Yukarıda Cemevi Başkanı Ali Ekber Yurt’un görüşlerini okuyucularımızın sabrını zorlayarak uzunca verdik. Konunun anlaşılması açısından bu gerekliydi.
Tunceli’de HDP ile sahte sol vatandaşlarımızın ülkelerine ve değerlerine olan saygılarını tahrip etmek için elele verdikleri biliniyor. Atatürk düşmanı SMF’li bir belediye başkanına sahip Tunceli’de Cemevi başkanının açıklamaları önem taşımaktadır. Tunceli Cemevi başkanının konuşmasını yanlışları ve doğrularıyla bu bağlamda okumak gerekiyor.
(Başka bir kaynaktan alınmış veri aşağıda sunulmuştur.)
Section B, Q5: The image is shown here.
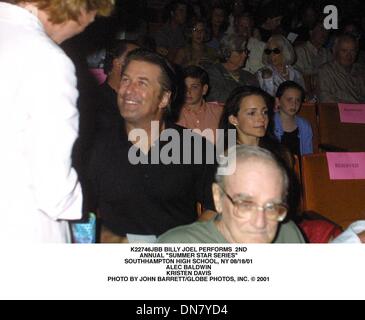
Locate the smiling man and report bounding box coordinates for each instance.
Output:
[84,49,214,242]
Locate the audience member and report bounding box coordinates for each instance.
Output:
[155,0,187,61]
[174,20,218,67]
[0,0,113,244]
[274,81,313,156]
[177,66,223,143]
[96,40,138,131]
[207,5,228,51]
[158,145,304,243]
[207,34,259,103]
[85,49,214,242]
[257,35,305,96]
[235,14,265,74]
[317,34,365,103]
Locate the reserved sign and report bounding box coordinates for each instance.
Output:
[338,103,365,124]
[326,152,365,180]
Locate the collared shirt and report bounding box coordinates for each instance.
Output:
[84,122,215,236]
[294,41,332,75]
[177,101,223,144]
[318,61,365,103]
[0,2,82,244]
[274,112,313,155]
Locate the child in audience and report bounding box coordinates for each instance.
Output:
[274,81,313,156]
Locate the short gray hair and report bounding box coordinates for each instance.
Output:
[262,34,296,66]
[215,144,289,201]
[219,33,247,62]
[333,33,359,55]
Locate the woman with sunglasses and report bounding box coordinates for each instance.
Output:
[207,34,260,103]
[257,35,305,96]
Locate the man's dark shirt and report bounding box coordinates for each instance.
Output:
[85,121,215,236]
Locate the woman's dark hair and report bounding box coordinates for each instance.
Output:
[123,48,181,120]
[276,80,305,103]
[219,86,274,142]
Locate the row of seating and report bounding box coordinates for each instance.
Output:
[299,103,365,153]
[295,153,365,228]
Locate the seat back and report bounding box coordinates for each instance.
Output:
[301,153,365,228]
[318,103,365,152]
[298,103,319,153]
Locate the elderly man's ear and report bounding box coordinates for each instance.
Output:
[212,183,223,213]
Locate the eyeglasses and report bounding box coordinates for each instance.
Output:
[220,188,288,222]
[192,28,205,33]
[235,48,251,56]
[264,48,281,55]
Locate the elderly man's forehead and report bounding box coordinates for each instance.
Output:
[226,156,281,181]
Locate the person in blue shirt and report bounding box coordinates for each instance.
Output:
[274,81,313,156]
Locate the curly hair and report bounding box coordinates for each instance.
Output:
[7,0,115,24]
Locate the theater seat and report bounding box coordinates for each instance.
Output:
[301,153,365,228]
[298,103,319,153]
[318,103,365,152]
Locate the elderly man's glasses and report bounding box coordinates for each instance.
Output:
[220,188,288,221]
[235,48,250,56]
[264,48,281,55]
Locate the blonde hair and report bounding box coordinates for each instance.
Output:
[262,34,296,66]
[9,0,115,24]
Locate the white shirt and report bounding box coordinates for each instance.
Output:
[0,2,82,244]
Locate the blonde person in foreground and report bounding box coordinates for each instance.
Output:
[0,0,114,244]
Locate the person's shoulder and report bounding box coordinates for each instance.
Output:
[157,221,216,243]
[295,115,311,128]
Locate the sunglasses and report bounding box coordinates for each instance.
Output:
[264,48,281,55]
[235,48,250,56]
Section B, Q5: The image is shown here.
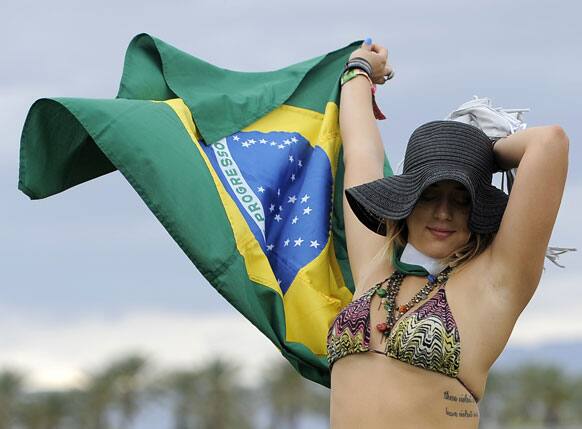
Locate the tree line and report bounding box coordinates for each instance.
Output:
[0,354,582,429]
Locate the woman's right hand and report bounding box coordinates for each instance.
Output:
[350,42,392,85]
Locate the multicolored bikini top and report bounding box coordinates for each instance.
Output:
[327,270,478,402]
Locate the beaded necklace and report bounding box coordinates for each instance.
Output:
[375,267,452,337]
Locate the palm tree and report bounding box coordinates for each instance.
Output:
[106,354,148,429]
[0,369,24,429]
[153,364,202,429]
[16,391,78,429]
[192,358,255,429]
[80,354,147,429]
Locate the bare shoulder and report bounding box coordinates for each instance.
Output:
[447,249,523,372]
[352,258,394,301]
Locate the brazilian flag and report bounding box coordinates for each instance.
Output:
[18,34,392,387]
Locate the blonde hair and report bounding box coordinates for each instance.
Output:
[358,219,497,283]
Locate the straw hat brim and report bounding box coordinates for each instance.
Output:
[345,168,509,235]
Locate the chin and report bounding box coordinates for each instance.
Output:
[418,241,455,259]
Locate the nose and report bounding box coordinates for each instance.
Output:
[433,197,453,220]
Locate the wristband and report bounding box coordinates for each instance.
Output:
[340,68,386,120]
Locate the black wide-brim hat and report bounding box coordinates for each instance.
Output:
[345,120,509,235]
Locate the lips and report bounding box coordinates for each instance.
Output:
[427,227,455,238]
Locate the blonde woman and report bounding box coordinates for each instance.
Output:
[328,38,569,429]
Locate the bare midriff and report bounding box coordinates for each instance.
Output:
[330,352,479,429]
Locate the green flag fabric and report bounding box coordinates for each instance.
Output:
[18,34,392,387]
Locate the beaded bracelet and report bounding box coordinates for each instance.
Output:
[340,68,386,120]
[344,57,372,76]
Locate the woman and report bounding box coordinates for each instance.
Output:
[328,38,569,429]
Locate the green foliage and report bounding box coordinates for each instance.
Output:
[0,354,582,429]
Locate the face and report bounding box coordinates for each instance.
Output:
[406,180,471,259]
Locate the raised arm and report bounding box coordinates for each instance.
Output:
[339,41,389,288]
[489,125,569,311]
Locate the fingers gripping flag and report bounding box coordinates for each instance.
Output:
[18,34,400,386]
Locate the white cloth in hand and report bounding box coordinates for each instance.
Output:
[445,95,530,139]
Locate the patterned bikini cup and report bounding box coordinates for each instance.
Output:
[327,284,477,401]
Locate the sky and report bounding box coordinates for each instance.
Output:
[0,0,582,388]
Bölücülük Aleviliğin yakasından düşmeli (2)
(Anadolu Aleviliğini yoldan çıkaranlar yol düşkünüdür)
İlk bölümde Tunceli Cemevi Başkanının görüşlerine yer vermiş ve kısa değinmelerle yetinmiştik. Bu bölümde ise HDP’ye yakınlığıyla bilinen Demokratik Alevi Dernekleri (DAD) Genel Başkanı Musa Kulu’nun K24’e yaptığı açıklamalarına yer vereceğiz.
DAD tipi derneklerin Anadolu Alevilerini kuşatma altına alması sorunun ciddiyetini gösteriyor. Her konuşmalarında etnik ve dini farklılıklara vurgu yapan böylesi kuruluşlar, Aleviliği anlaşılmaz kıldıkları gibi kafa karışıklığına da yol açıyorlar. Bu derneklerin Alevilik diye bir dertleri yoktur! Onlar için ayrışmanın derinleştirilmesi ve vatandaşlarımızın kamplara bölünmesi esas amaçlarını oluşturuyor.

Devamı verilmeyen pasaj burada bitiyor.